Предлоги были разнообразны — он привозил то книгу, то пластинку. Все это обставлялось так, как если бы эти приезды были нужны не мне, а ему самому. Со всеми необходимыми церемониями он заваривал крепчайший чай, рассказывая о том, как домработница О. С. Ахмановой говорила: «После Александра Ивановича семья целую неделю может чай пить». Вынимались лучшие чашки и подаренные мне мамой тарелки старинного фаянса. Саша долго колдовал над чайником, потом наливал мне несколько капель заварки.
Суть наших разговоров была не столь важна, как Сашино присутствие Значимые его фразы начинались словами: «Дорогая моя, не мне вам говорить, что…» Что при моем характере, даже и не выходя из квартиры, я успею сделать больше иных прочих. Что мне пора научиться печь пироги на дрожжах. (Мы заключили пари, и я научилась.) Что мне необходимо сшить платье (имелось в виду нечто нарядное). Что существует особый способ настаивать водку на апельсиновых корках. Что я непременно должна прочесть малоизвестную тогда книгу Даррела «Александрийский квартет» (он ее раздобыл). Ну, и так далее.

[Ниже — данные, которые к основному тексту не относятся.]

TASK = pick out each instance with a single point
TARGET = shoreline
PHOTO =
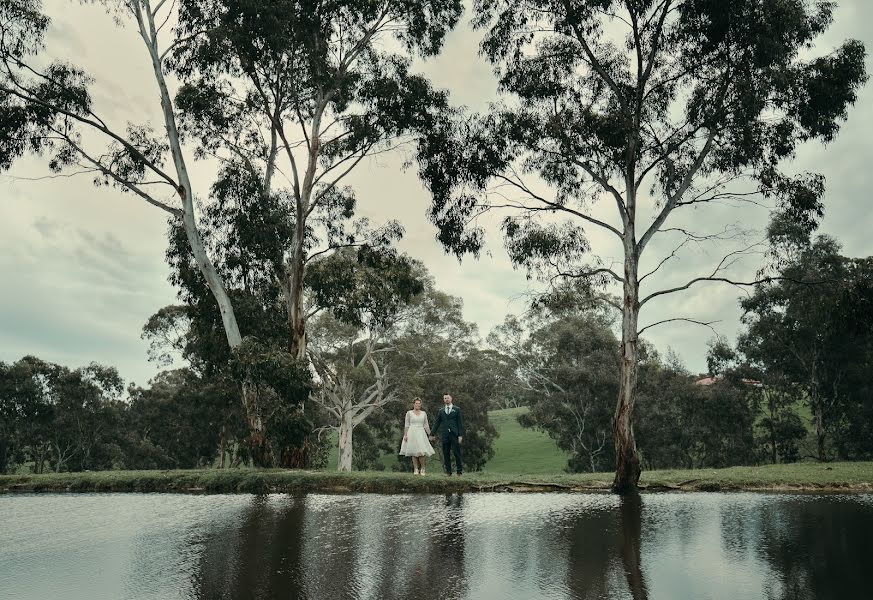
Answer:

Все лето и осень — самое тяжкое для меня время — Саша приходил с цветами. Это были любимые мною полевые и обычные наши садовые цветы — крупные ромашки, васильки, астры. Саша вручал мне букет, после чего начинался ритуал помещения цветов в вазу. Он долго обрывал листья, подрезал или расплющивал стебли, примерялся то к керамической кружке, то к хрусталю. Он же решал, где цветы будут стоять — на подоконнике? На книжной полке? Более всего это действо напоминало балет.
Трудно с определенностью выразить, чем это для меня было. Не то, чтобы меня все это веселило, хотя в Сашиных «пассах» было много забавного. Скорее это складывалось в материю жизни, неизменно многоцветную, которая была значима сама по себе. Возникала некая плотная среда, которая меня облекала и тем поддерживала. В разных формах это длилось несколько лет, тем более что в 1968–1969 годах мне было суждено пережить рецидив болезни, не оставлявший уже совсем никаких надежд.